Athleisure brand Lululemon reportedly wanted staff to host an ‘All Lives Matter’ campaign instead of a ‘Black Lives Matter’ campaign in the wake of George Floyd’s murder by a policeman in 2020.
Originally reported by Business Insider, a high-level, unnamed manager for Lululemon in North American told employees she wanted the phrase ‘all lives matter’ displayed on the company’s website.
‘All Lives Matter’ is widely seen to refutate or diminish the meaning of the ‘Black Lives Matter’ slogan. The ‘Black Lives Matter’ movement illustrates the racism specifically faced by Black people, particularly in the context of police brutality.
As explained by Australian linguist Karen Stollznow for The Conversation, the phrase ‘All Lives Matter’ is controversial because, “Black Lives Matter was not intended to mean that other lives do not matter. In a world where Black people are stigmatised, marginalised, and discriminated against, Black Lives Matter simply recognises Black lives matter, too.”
“Responding to “Black Lives Matter” with “all lives matter” derails the specific conversation about racism against Black people. The phrase is seen to dismiss, ignore, or deny these problems — it shuts down this important discussion.”
According to Insider, a team of employees created a version of the site’s homepage which featured Black Lives Matter as the headline.
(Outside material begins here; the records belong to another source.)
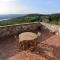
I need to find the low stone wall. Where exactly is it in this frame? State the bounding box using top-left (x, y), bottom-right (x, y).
top-left (0, 22), bottom-right (41, 37)
top-left (40, 22), bottom-right (60, 36)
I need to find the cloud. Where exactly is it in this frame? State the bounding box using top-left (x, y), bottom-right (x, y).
top-left (0, 0), bottom-right (27, 14)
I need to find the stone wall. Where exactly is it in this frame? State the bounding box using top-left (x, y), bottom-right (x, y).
top-left (0, 22), bottom-right (41, 37)
top-left (40, 22), bottom-right (60, 36)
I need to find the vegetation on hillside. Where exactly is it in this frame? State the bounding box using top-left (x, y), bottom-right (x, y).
top-left (0, 14), bottom-right (60, 25)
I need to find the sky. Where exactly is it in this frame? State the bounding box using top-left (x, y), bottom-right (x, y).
top-left (0, 0), bottom-right (60, 14)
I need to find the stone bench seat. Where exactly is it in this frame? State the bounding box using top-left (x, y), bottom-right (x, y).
top-left (18, 32), bottom-right (41, 50)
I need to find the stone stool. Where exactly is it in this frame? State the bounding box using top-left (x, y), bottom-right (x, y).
top-left (17, 32), bottom-right (38, 50)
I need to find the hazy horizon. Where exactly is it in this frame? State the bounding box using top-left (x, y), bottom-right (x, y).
top-left (0, 0), bottom-right (60, 15)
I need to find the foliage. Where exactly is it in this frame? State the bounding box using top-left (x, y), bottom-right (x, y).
top-left (0, 14), bottom-right (60, 25)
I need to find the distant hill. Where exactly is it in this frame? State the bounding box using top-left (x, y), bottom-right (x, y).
top-left (0, 14), bottom-right (24, 20)
top-left (0, 13), bottom-right (60, 25)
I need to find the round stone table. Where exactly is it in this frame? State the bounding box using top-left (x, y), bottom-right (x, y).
top-left (18, 32), bottom-right (38, 50)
They were then told by the director. who had not been previously involved in the project, to change the text to a new “approved copy”, which featured the phrase ‘all lives matter’.
The director then reportedly said, “we are not writing Black Lives Matter. That’s not where we’re at.”
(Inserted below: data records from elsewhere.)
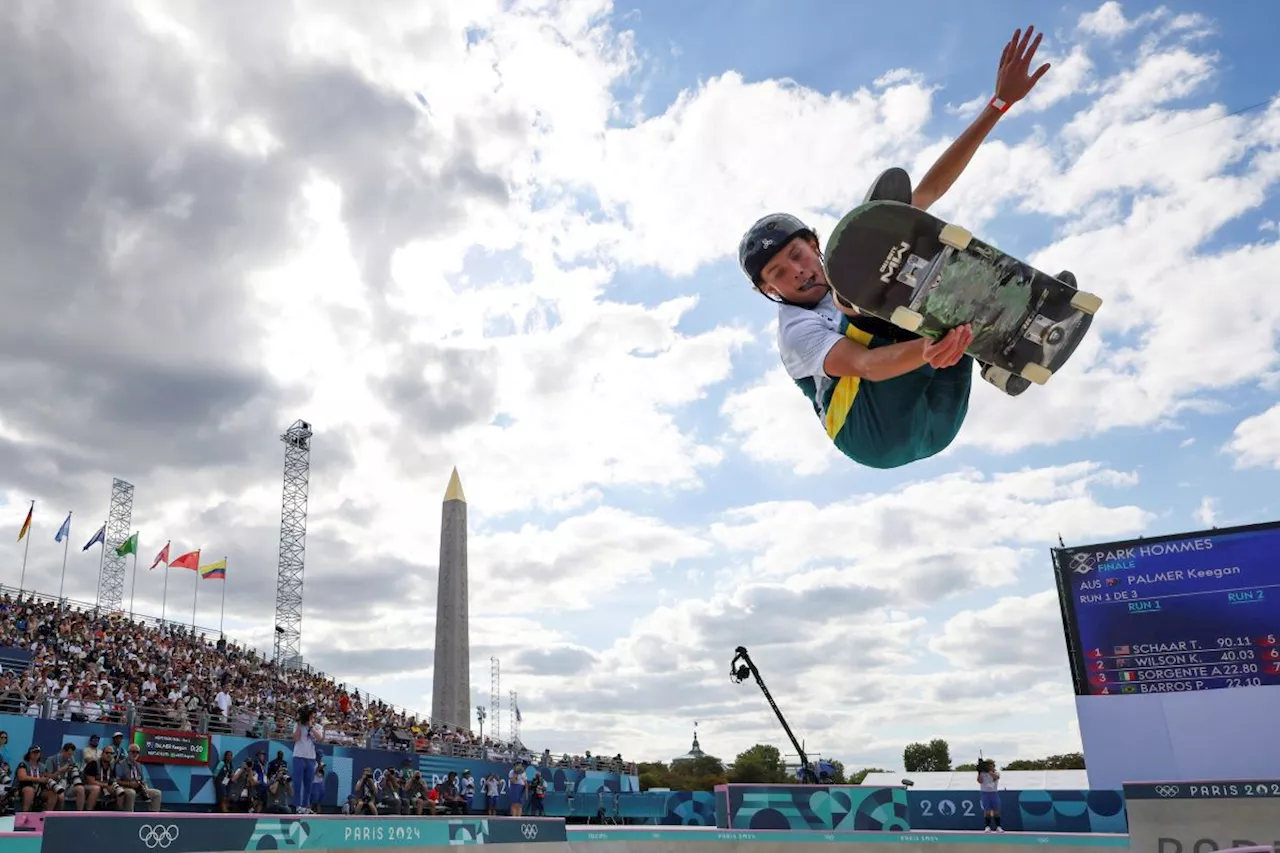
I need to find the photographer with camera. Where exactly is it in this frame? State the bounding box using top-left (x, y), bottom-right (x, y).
top-left (214, 749), bottom-right (236, 813)
top-left (116, 743), bottom-right (160, 812)
top-left (351, 767), bottom-right (378, 817)
top-left (84, 745), bottom-right (136, 812)
top-left (49, 743), bottom-right (84, 812)
top-left (262, 767), bottom-right (293, 815)
top-left (378, 767), bottom-right (408, 815)
top-left (978, 757), bottom-right (1005, 833)
top-left (307, 758), bottom-right (329, 815)
top-left (293, 704), bottom-right (320, 813)
top-left (404, 770), bottom-right (430, 817)
top-left (227, 758), bottom-right (261, 813)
While the homepage with ‘Black Lives Matter’ was ultimately selected, the employees had to create two mock up homepages, one featuring Black Lives Matter and one with ‘all lives matter’. One employee involved told Business Insider the discussion and project made them feel “triggered and traumatised.”
“After all of these Black employees, all these people of color, said we cannot go forward with this and please don’t make us have to mock this up for you, and her saying we have to do it — it was a very traumatic experience.”
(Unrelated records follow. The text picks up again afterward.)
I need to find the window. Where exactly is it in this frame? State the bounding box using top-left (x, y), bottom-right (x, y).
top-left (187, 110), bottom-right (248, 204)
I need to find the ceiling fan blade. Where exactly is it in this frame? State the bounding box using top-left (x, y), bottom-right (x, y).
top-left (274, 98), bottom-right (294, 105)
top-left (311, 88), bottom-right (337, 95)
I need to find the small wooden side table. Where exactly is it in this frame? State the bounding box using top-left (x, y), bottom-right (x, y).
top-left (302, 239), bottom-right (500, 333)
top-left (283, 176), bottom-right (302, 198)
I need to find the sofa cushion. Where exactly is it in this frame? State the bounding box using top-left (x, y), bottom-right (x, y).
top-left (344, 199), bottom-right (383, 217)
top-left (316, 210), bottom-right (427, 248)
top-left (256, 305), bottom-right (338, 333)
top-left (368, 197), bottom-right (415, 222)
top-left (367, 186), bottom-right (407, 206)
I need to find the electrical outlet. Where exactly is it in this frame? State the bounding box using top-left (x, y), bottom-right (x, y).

After apologising to staff on a 200 person Zoom call, the director then left the company.
A number of companies have been accused of capitalising on the Black Lives Matter movement since Floyd’s murder and the resulting protests.
For example, publication France24 pointed out that while companies like Microsoft and Amazon both posted Black Lives Matter messages to social media, only 4.4 per cent of Microsoft’s total, global workforce is Black . For Amazon, while 60 per cent of warehouse and delivery workers are people of colour, only eight per cent of US managers are Black. Almost 60 per cent are white.
Sharon Chuter, beauty executive and founder of UOMA, started the Pull Up For Change campaign, where she called for brand transparency about the number of Black employees in executive roles.
“These companies need to focus on what they’re doing in terms of their ecosystems right now,” Chuter told Fashionista in September 2020.
“What are you doing in terms of anti-bias training, educating [employees and executives] about racism, looking at your structure, your rules, your policies to make sure that you’re an environment that can foster people from different backgrounds?”
Lululemon shared a post on their Instagram in May 2020 reading: “This matters. So we’re speaking up” on a black background.
View this post on Instagram
In the caption, they wrote, “we haven’t always got it right. Over the years it made us question if we had a right to speak up. And we are privileged to have a voice and a platform. So…Know we are not indifferent. Far from it. We are passionate about every single human being valued. For this to happen we need to take action.”
They subequently announced their intention to donate $100,000 to the Minnesota Freedom Fund.
The caption also read, “we know that to be a stand against inequity and injustice of any kind, we all need to do so much more.”
“You have our commitment we will.”
Stacia Jones, head of inclusion, diversity, equity and action at the brand told Insider “we are proud of the progress we are making to become more diverse, inclusive and equitable across all aspects of the employee experience, from recruiting and hiring to leadership and development.”
“While we are still early in our journey, we are fully committed to the tangible steps we’re taking that will help create systemic change so that we truly reflect the communities that we serve.”